Zoo stierf een van 's heeren Chamberlain's bandieten.
* * *
Hier een ander verhaal. Ds. John Murray, zoon van dr. Andrew Murray, was zendeling onder de Kaffers in Transvaal. Tijdens zijn afwezigheid kwamen de Engelschen en verbrandden zijn huis en zendingsgebouw, en voerden zijn vrouw en kinderen weg. Hij zelf kreeg later werk in Kaapstad. Maar daar bezondigde hij zich aan het schrijven van een briefkaart, waarop hij zette, dat de Engelschen met dezen oorlog te veel hooi op hun vork hadden genomen. Daarvoor moest hij drie maanden dwangarbeid verrichten, en daarna werd hij als krijgsgevangene naar Indië weggevoerd,
Een Engelsche schrijft, dd. 18 September 1901: ‘Wij zouden gaarne de aandacht van de vrouwen in Engeland vestigen op het gevangen zetten van zeven jonge meisjes van vijftien tot negentien jaar, omdat zij de Boeren toen zij Murraysburg binnentrokken welkom hebben geheeten... Deze meisjes zongen het Volkslied, wuifden met een vlag en omhelsden misschien wel hun broers en neven. Daarvoor worden zij dertig dagen lang in een gewone gevangenis opgesloten met gemeene Kaffervrouwen.’
* * *
Voor de afwisseling iets grappigs. Luitenant G. Wigram, waarnemend bevelhebber te Jansenville, vaardigde den 12en Augustus 1901 de volgende gedrukte kennisgeving uit: ‘Om begrijpelijke redenen moet het voortdurend hanegekraai 's nachts ophouden.

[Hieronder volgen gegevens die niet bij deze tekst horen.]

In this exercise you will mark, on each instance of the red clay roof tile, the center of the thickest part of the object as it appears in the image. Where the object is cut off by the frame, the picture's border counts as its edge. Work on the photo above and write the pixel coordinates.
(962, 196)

Ingezetenen van de stad zullen er dus voor willen zorgen, dat zij na den 18en niet meer dan één mannelijke hoender op kraaileeftijd in hun bezit hebben. Ik breng ook ter kennis, dat alle honden die na het uur los loopen aan vernietiging bloot staan.’
Een andere proclamie, waard om onthouden te worden, is de volgende, uitgegeven door majoor-commandant H. Shute te Graaff Reinet, dd. 11 Augustus 1901: ‘Het verspreiden van onwettige berichten betreffende krijgsverrichtingen, hetzij waar of onwaar, is strikt verboden. Ieder die zulke berichten in geschreven of gesproken woord in omloop brengt of herhaalt zal streng gestraft worden. Wettige berichten zijn alleen die de censor doorgelaten heeft.’
* * *
In verscheiden dorpen moet aan elk huis een plakaat bevestigd zijn, bevattende de namen van de bewoners. Komt er een gast, ook een vrouwelijke, dan moet men haar bij de politie aangeven, en een kaart aanvragen om haar naam ook aan te slaan.
Merkwaardig is een brief uit de Paarl, dd. 9 December 1901, een bewijs hoe bang men vlak bij Kaapstad voor de Boeren is: ‘De straten van de Paarl hebben een wonderlijk aanzien. Elk straatje, dat van den berg afloopt, is met prikkeldraad afgesloten, en in de straten vindt men hier en daar wonderlijk uitziende dingen, die men blokhuizen noemt. Zij zien er uit als reusachtige ronde waterbakken. Een hoop geld moet er uitgegeven zijn voor die merkwaardige - wat zal ik zeggen? - voorzorgsmaatregelen.’
Uit een anderen brief: ‘Een dame die pas uit Wellington is gekomen, vertelt ons, dat alle straten daar met prikkeldraad zijn afgezet, en dat er midden op straat vijf of meer blokhuizen opgericht zijn.’
Bij deze aanhalingen zullen wij het laten. Miss Hobhouse is uit Zuid-Afrika verwijderd, en de censor laat geen ‘onwettig’ nieuws door. Wat er nu geleden wordt in de Kaapkolonie kunnen wij slechts gissen. De maat is nog niet volgemeten.